Code Example: Vector addition

  • main concept: replace loop with a grid of threads

  • easily parallelizable

    • all additions can be computed independently
  • Naive GPU vector addition

    1. Allocate device memory for vectors
    2. Transfer inputs from host to device
    3. Launch kernel and perform addition operations
    4. Copy outputs from device to host
    5. Free device memory
    • The ratio of data transfer vs compute is not very good
      • Normally keep data on the GPU as long as possible to asynchronously schedule many kernel launches
  • Figure from slide 13:

    • One thread per vector element

    slide-13-figure
  • Data sizes might not be perfectly divisible by block sizes

    • always check bounds
  • Prevent threads of boundary block to read/write outside allocated memory

  • /**
     * @brief CUDA kernel to compute the element-wise sum of two vectors.
     *
     * This kernel function performs the pair-wise addition of elements from
     * vectors A and B, and stores the result in vector C.
     *
     * @param A Pointer to the first input vector (array) in device memory.
     * @param B Pointer to the second input vector (array) in device memory.
     * @param C Pointer to the output vector (array) in device memory.
     * @param n The number of elements in the vectors.
     */
    __global__
    void vecAddKernel(float* A, float* B, float* C, int n) {
        // Calculate the unique index for the thread
        int i = threadIdx.x + blockDim.x * blockIdx.x;
    
        // Check if the index is within the bounds of the arrays
        if (i < n) {
            // Perform the element-wise addition
            C[i] = A[i] + B[i];
        }
    }

Code Example: Kernel to convert an RGB image to grayscale

  • Each RGB pixel can be converted individually

  • \[ Luminance = r\cdot{0.21} + g\cdot{0.72} + b\cdot{0.07} \]

  • Simple weighted sum

Programming Massively Parallel Processors - Figure 2.2

Multidimensional Grids and Data

CUDA Grid

  • 2-level hierarchy

    • Blocks and threads
  • Idea: Map threads to multi-dimensional data (e.g., an image)

  • All threads in a grid execute the same kernel

  • Threads in the same block can access the same shared memory

  • Max block size: 1024

  • Built-in 3D coordinates of a thread

    • blockIdx and threadIdx identify which portion of the data to process
  • shape of grid & blocks

    • gridDim: number of blocks in the grid
    • blockDim: number of threads in a block
  • A multidimensional example of CUDA grid organization:

Programming Massively Parallel Processors - Figure 3.1
  • Grid can be different for each kernel launch

    • Normally dependent on data shapes
  • Typical grids contain thousands to millions of threads

  • Simple Strategy

    • One thread per output element
      • One thread per pixel
      • One thread per tensor element
  • Threads can be scheduled in any order

    • A larger thread index does not necessarily indicate the thread is running after a thread with a lower index
  • Can use fewer than 3 dims (set others to 1)

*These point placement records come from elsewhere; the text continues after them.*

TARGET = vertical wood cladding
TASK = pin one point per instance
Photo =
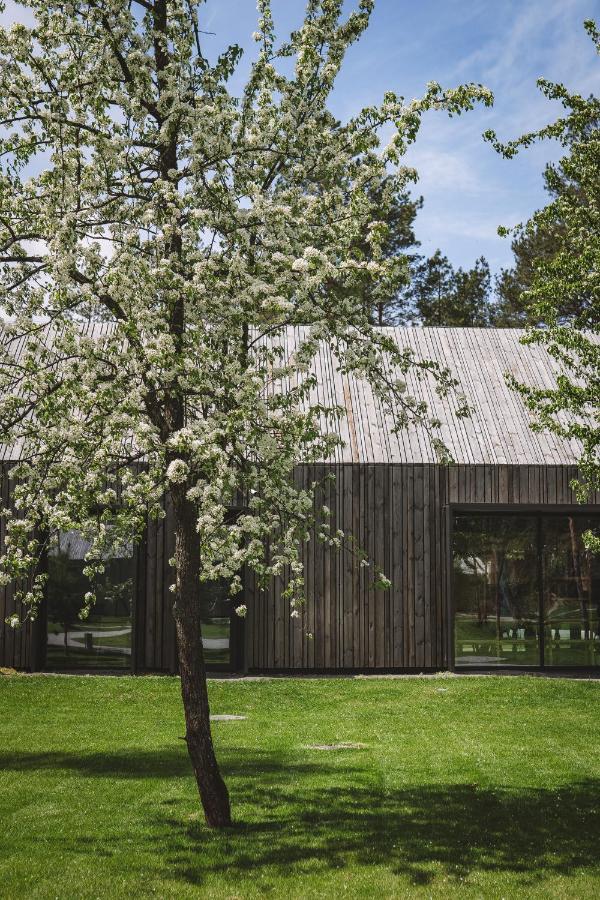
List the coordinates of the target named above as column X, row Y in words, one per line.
column 396, row 512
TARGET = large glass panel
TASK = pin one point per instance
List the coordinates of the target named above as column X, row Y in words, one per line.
column 103, row 640
column 495, row 591
column 216, row 612
column 571, row 593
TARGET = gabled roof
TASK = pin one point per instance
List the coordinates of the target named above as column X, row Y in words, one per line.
column 498, row 431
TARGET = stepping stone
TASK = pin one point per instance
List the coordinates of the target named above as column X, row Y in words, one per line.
column 227, row 718
column 344, row 745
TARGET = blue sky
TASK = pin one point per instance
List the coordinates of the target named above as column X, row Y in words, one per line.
column 506, row 44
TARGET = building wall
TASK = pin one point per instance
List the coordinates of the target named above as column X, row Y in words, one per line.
column 397, row 514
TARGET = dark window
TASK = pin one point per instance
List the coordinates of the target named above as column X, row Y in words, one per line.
column 571, row 593
column 525, row 590
column 103, row 640
column 216, row 610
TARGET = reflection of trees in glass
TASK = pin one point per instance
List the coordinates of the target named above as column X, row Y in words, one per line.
column 65, row 591
column 104, row 638
column 570, row 575
column 496, row 552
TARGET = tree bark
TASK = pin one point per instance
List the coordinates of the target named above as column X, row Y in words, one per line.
column 186, row 610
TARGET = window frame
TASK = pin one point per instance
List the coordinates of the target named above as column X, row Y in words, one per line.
column 503, row 509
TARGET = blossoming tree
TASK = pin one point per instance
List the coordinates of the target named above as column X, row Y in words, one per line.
column 192, row 226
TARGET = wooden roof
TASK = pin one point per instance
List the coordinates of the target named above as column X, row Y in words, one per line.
column 498, row 430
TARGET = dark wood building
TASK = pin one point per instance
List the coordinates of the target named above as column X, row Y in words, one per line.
column 486, row 557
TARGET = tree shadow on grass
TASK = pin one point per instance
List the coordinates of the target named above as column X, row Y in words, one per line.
column 320, row 816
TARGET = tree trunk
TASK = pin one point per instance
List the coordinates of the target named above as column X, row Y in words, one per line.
column 186, row 610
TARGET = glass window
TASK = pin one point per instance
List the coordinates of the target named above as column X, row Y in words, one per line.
column 571, row 593
column 505, row 567
column 496, row 596
column 103, row 640
column 216, row 613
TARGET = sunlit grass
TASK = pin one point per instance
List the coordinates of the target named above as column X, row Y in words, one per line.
column 474, row 787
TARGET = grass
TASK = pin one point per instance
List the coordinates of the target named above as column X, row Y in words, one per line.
column 467, row 787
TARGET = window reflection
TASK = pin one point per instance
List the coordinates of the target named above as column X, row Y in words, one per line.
column 216, row 612
column 103, row 640
column 504, row 566
column 571, row 594
column 495, row 591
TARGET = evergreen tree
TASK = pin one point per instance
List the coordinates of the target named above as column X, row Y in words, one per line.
column 538, row 242
column 441, row 295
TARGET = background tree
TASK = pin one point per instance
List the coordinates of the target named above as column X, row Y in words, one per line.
column 401, row 209
column 537, row 242
column 565, row 286
column 440, row 295
column 137, row 188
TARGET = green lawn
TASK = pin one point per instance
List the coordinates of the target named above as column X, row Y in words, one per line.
column 467, row 787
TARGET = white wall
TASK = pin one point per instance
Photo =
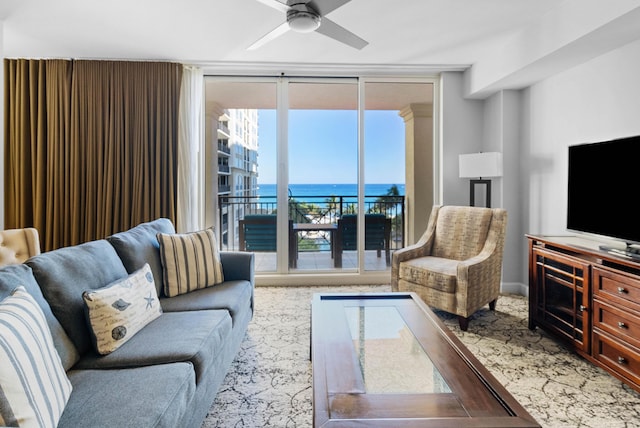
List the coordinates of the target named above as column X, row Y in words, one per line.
column 462, row 132
column 595, row 101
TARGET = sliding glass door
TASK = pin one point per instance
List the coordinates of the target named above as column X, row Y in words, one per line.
column 315, row 175
column 323, row 173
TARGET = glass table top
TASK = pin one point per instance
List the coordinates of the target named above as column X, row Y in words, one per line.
column 392, row 361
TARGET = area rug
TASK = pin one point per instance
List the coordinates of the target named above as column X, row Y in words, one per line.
column 269, row 383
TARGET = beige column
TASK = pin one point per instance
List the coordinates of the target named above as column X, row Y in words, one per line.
column 419, row 167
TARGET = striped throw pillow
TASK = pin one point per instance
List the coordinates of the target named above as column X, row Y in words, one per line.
column 34, row 388
column 118, row 311
column 190, row 261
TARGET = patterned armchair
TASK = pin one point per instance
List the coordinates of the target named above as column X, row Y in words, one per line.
column 456, row 266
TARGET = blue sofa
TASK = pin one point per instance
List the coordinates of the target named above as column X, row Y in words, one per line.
column 168, row 373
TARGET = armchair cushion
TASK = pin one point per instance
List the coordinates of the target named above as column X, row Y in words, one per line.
column 17, row 245
column 460, row 233
column 439, row 273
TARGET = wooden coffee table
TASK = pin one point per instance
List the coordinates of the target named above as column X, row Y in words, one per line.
column 386, row 360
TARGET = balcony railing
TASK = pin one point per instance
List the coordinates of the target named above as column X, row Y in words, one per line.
column 310, row 209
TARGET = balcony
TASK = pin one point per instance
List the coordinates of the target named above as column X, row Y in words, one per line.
column 223, row 130
column 223, row 147
column 315, row 246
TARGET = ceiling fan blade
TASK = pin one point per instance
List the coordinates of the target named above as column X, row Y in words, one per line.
column 341, row 34
column 278, row 31
column 275, row 4
column 325, row 6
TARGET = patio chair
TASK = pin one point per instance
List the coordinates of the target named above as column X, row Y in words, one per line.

    • 1D for sequences, 2D for images, etc.

    •   dim3 grid(32, 1, 1);
        dim3 block(128, 1, 1);
        kernelFunction<<<grid, block>>>(..);
        // Number of threads: 128*32 = 4096

Built-in Variables

  • Built-in variables inside kernels:

    •   blockIdx // dim3 block coordinate
        threadIdx // dim3 thread coordinate
        blockDim // number of threads in a block
        gridDim // number of blocks in a grid
    • blockDim and gridDim have the same values in all threads

nd-Arrays in Memory

  • memory of multi-dim arrays under the hood is a flat 1-dimensional array

Slide 28: Actual layout in memory

Slide 28: Logical view of data
  • 2d array can be linearized in different ways

    •   A B C D E F G H I
    • row-major

      •   A B C
          D E F
          G H I
      • Most common
    • column-major

      •   A D G
          B E H
          C F I
      • Used in fortran
  • PyTorch tensors and numpy arrays use strides to specify how elements are laid out in memory

    • For a \(4 \times 4\) matrix, the stride would be \(4\) to get to the next row.
      • After four elements, you end up in the next row.

Code Example: Image Blur

  • mean filter example blurKernel:

    • // CUDA kernel to perform a simple box blur on an input image
      __global__
      void blurKernel(unsigned char *in, unsigned char *out, int w, int h) {
          // Calculate the column and row index of the pixel this thread is processing
          int col = blockIdx.x * blockDim.x + threadIdx.x;
          int row = blockIdx.y * blockDim.y + threadIdx.y;
      
          // Ensure the thread is within the image bounds
          if (col < w && row < h) {
              int pixVal = 0; // Variable to accumulate the sum of pixel values
              int pixels = 0; // Variable to count the number of valid pixels in the blur region
      
              // Loop over the surrounding pixels within the blur region
              for (int blurRow = -BLUR_SIZE; blurRow <= BLUR_SIZE; ++blurRow) {
                  for (int blurCol = -BLUR_SIZE; blurCol <= BLUR_SIZE; ++blurCol) {
                      int curRow = row + blurRow; // Current row index in the blur region
                      int curCol = col + blurCol; // Current column index in the blur region
      
                      // Check if the current pixel is within the image bounds
                      if (curRow >= 0 && curRow < h && curCol >= 0 && curCol < w) {
                          pixVal += in[curRow * w + curCol]; // Accumulate the pixel value
                          ++pixels; // Increment the count of valid pixels
                      }
                  }
              }
      
              // Calculate the average pixel value and store it in the output image
              out[row * w + col] = (unsigned char)(pixVal / pixels);
          }
      }
  • each thread writes one output element, read multiple values

  • single plane in book, can be easily extended to multi-channel

  • shows row-major pixel memory access (in & out pointers)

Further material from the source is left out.